Jaime Romero, miembro de la Fundación contra el Ruido, Ambiente-contaminantes y Tabaquismo (Funcorat), explica que las quemaduras son las más frecuentes y graves. Él trabaja en el hospital de niños Francisco de Ycaza Bustamente. A diario, y durante estas fechas, ingresan entre cuatro y cinco niños con lesiones por el uso de petardos.

“Los padres deben tomar precauciones. Un niño que tiene en su cuerpo de entre un 30% y 40% de quemaduras debe pasar por constantes cirugías de injertos de piel. Además, las cicatrices generan traumas psicológicos”.

Romero asegura que el tamaño del artefacto no minimiza su grado de destrucción. Un simple chispeador puede causar una quemadura de tercer grado y las camaretas son causantes de mutilaciones.

Armando Salcedo, presidente del Colegio de Médicos del Guayas, explica que hay otros riesgos para la salud.

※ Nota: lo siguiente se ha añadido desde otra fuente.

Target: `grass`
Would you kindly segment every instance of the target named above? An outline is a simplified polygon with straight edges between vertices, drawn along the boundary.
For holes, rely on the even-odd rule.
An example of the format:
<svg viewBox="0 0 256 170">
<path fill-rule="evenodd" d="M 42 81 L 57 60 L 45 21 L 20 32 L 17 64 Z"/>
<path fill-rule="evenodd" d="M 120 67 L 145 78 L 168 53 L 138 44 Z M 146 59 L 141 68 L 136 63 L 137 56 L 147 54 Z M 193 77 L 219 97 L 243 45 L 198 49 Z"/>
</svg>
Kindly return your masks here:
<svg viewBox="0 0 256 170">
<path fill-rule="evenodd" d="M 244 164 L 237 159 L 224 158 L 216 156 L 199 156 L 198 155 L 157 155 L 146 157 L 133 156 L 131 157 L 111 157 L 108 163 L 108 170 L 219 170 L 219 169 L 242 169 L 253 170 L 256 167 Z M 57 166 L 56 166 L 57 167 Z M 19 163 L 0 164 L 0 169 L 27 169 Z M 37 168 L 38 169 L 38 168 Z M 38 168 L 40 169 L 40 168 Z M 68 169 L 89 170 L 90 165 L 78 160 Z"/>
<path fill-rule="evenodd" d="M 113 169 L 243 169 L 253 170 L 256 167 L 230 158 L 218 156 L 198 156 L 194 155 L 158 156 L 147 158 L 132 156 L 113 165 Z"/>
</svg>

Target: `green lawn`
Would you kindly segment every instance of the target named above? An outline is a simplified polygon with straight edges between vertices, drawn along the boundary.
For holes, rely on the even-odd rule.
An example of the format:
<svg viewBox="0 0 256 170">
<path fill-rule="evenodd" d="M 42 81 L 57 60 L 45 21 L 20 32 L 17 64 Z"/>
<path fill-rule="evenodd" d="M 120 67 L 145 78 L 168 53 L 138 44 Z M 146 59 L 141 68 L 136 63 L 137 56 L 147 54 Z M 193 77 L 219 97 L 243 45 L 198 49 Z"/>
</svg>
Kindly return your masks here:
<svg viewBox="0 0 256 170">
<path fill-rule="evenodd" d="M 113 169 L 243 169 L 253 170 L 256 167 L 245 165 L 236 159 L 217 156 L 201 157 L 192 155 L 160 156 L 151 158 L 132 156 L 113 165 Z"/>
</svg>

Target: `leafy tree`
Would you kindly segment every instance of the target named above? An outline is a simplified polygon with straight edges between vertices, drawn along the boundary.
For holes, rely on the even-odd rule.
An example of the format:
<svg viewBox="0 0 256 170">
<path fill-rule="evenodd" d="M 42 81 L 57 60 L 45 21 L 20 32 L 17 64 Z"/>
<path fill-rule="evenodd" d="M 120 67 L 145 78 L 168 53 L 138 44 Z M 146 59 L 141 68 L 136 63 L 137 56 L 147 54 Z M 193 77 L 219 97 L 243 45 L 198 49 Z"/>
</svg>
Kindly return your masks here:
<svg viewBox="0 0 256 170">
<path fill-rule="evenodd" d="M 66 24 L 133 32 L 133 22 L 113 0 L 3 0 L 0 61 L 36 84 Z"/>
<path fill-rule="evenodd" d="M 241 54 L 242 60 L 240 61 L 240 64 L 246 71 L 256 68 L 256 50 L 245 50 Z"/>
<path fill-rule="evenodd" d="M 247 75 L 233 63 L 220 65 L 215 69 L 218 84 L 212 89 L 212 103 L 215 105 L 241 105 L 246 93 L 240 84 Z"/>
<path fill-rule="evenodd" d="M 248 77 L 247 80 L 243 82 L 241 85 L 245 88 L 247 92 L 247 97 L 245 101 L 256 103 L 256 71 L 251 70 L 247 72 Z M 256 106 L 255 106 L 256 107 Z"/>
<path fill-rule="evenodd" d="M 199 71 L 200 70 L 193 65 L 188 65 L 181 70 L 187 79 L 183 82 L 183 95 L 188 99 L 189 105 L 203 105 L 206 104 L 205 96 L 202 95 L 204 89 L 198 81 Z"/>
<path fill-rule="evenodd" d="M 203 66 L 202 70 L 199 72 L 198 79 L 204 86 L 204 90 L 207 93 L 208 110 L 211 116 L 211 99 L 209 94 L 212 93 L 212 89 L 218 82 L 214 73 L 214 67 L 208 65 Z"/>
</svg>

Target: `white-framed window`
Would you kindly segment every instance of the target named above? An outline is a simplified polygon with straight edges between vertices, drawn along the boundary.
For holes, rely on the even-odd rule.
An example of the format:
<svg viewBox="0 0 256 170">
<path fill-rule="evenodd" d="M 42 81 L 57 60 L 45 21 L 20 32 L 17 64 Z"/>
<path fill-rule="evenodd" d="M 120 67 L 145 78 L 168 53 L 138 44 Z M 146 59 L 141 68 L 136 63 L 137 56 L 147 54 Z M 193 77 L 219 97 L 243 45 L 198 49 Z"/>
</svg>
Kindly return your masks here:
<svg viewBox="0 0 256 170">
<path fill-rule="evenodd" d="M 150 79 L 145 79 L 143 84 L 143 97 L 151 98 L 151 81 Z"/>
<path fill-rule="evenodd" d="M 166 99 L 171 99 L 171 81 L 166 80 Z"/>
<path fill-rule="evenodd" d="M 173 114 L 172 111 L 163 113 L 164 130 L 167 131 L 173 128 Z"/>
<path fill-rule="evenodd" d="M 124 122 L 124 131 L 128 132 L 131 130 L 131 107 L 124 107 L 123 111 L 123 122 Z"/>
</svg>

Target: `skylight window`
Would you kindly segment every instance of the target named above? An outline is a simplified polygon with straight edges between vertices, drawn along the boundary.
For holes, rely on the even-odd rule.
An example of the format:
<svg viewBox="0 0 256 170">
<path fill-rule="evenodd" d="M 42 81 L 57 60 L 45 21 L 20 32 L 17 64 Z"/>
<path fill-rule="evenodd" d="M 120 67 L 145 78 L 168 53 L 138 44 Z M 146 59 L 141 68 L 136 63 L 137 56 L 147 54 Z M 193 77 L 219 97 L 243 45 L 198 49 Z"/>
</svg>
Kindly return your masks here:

La contaminación por la emanación de gases tanto por los explosivos como por la quema de años viejos afecta al aparato respiratorio.

El médico sostiene que cientos de miles de toneladas de sustancias tóxicas se concentran en el ambiente. “Son altas cantidades de benceno, tolueno, óxidos de azufre, monóxido de carbono, plomo y otras sustancias cancerígenas que permanecen hasta un mes en el ambiente”.

La detonación de petardos puede ocasionar daños auditivos. Hay explosivos (como tumbacasas y camaretas) que llegan a producir hasta 160 decibeles. Lo normal para el oído es 60.

El doctor Francisco Plaza, presidente de Funcorat, agrega que el ruido ensordecedor puede ocasionar otros daños: ataques cardíacos, trastornos digestivos, efectos psicológicos, trastornos del sueño y de la conducta.

La fundación solicita a las autoridades de Policía y Cuerpo de Bomberos, que regulen el expendio de explosivos.